California reaches milestone—1 gigawatt of installed solar power
California’s Million Solar Roofs program hit an important benchmark earlier this month.
The state now has 1 gigawatt of installed rooftop solar. That’s enough to power 750,000 homes. It’s roughly equal to the amount of power generated by two large coal plants.
“Any way you look at it, it’s a big number,” said Michelle Kinman with Environment California.
Kinman is one of the authors of the report announcing the 1,000 megawatts of solar in sunny California.
The state has more rooftop solar than any other in the country and is only surpassed on an international scale by five nations.
The number was not achieved by accident. The state passed its Million Solar Roofs legislation in 2006 to fund distributed generation through the Public Utilities Commission. The goal is to get 3 gigawatts installed by 2016.
“We’re on pace to meet that goal,” Kinman said. “We’re a third of the way there.”
While more than a third of the time has passed, Kinman said there are a number of complimentary factors at play that will lead to faster growth in solar installations over the next four years.

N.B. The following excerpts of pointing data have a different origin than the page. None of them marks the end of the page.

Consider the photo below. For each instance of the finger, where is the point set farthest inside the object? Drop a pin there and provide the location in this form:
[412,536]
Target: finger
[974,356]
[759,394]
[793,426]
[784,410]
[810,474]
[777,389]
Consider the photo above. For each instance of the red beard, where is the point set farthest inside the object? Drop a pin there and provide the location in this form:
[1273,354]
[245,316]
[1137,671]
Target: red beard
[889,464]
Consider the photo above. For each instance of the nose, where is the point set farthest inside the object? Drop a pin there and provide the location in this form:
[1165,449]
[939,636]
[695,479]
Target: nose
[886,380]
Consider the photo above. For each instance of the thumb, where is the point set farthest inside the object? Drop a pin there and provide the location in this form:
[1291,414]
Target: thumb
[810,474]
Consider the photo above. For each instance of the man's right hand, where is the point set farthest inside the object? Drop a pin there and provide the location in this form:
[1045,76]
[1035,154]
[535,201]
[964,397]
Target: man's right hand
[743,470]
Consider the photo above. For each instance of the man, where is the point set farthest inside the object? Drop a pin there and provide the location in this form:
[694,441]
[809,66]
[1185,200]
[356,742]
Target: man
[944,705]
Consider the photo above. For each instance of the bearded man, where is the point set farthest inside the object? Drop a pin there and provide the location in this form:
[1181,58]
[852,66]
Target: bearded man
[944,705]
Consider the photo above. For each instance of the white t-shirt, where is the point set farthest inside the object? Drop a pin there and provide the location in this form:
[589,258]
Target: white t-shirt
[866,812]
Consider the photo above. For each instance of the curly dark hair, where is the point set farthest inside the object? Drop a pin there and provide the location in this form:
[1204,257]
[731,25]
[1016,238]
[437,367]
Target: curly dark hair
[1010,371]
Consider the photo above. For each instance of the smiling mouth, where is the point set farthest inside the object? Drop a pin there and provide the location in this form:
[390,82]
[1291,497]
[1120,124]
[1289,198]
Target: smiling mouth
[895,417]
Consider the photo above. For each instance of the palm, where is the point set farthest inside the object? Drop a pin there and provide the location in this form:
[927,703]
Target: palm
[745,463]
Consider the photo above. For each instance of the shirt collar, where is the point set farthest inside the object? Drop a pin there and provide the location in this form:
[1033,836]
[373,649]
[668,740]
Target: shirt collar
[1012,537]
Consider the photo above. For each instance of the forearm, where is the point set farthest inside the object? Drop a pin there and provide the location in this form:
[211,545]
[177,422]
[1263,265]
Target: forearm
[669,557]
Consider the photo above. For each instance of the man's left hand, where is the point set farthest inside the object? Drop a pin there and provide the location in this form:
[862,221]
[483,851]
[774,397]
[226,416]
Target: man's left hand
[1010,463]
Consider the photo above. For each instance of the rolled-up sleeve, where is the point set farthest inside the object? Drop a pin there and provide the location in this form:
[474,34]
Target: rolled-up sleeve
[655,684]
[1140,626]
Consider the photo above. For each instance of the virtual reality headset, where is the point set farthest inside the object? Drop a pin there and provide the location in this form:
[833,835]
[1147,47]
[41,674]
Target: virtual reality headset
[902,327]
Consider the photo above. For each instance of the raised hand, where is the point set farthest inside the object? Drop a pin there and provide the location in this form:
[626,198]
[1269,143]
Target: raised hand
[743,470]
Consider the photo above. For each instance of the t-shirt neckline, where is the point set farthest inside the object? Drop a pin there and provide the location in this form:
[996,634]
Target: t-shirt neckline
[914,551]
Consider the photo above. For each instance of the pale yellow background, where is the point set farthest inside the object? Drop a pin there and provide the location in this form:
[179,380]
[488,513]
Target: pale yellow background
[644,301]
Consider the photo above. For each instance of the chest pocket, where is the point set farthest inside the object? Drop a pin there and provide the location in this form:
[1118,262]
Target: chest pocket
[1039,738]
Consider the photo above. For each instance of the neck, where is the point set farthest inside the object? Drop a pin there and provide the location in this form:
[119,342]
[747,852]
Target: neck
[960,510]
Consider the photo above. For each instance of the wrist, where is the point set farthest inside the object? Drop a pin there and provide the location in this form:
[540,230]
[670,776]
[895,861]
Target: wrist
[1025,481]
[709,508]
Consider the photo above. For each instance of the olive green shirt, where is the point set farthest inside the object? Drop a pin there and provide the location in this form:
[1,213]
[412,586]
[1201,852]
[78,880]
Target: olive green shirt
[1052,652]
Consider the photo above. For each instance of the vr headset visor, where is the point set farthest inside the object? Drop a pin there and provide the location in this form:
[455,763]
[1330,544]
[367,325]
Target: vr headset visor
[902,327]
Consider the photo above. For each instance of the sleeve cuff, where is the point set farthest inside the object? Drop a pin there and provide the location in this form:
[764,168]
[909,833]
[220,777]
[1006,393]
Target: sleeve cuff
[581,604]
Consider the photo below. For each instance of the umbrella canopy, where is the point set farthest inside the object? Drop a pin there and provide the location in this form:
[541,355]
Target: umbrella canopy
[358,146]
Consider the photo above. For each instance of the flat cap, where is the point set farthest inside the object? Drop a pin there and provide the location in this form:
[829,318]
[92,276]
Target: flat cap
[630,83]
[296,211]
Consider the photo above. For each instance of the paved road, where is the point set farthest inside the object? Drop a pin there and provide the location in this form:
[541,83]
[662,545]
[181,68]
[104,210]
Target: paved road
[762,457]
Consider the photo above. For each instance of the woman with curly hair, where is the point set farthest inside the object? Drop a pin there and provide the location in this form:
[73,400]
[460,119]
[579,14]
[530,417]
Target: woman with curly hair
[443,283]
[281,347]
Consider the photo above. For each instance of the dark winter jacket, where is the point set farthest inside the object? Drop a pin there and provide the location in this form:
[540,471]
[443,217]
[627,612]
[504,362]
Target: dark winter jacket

These last few years have resulted in tremendous growth in California’s solar industry. More than 20 percent of the country’s solar companies are located in California, Kinman said. The 3,500 solar businesses in the state employ 25,000 people and there is building momentum behind the state’s solar movement.
Home and business owners installed more than 200 megawatts just this year.
The infrastructure is in place, the incentives are motivating, and people are becoming more aware of solar as a viable option.
There was some concern earlier in the year that the program would run out of funding for incentives to home and business owners who install rooftop solar, but the state legislature deposited fresh funds into the program during its last session that should keep the program solvent through 2016, Kinman said.
The state has the potential to exceed 80 gigawatts of rooftop solar, according to a Department of Energy statistic. That would be enough to cover more than a third of California’s energy consumption.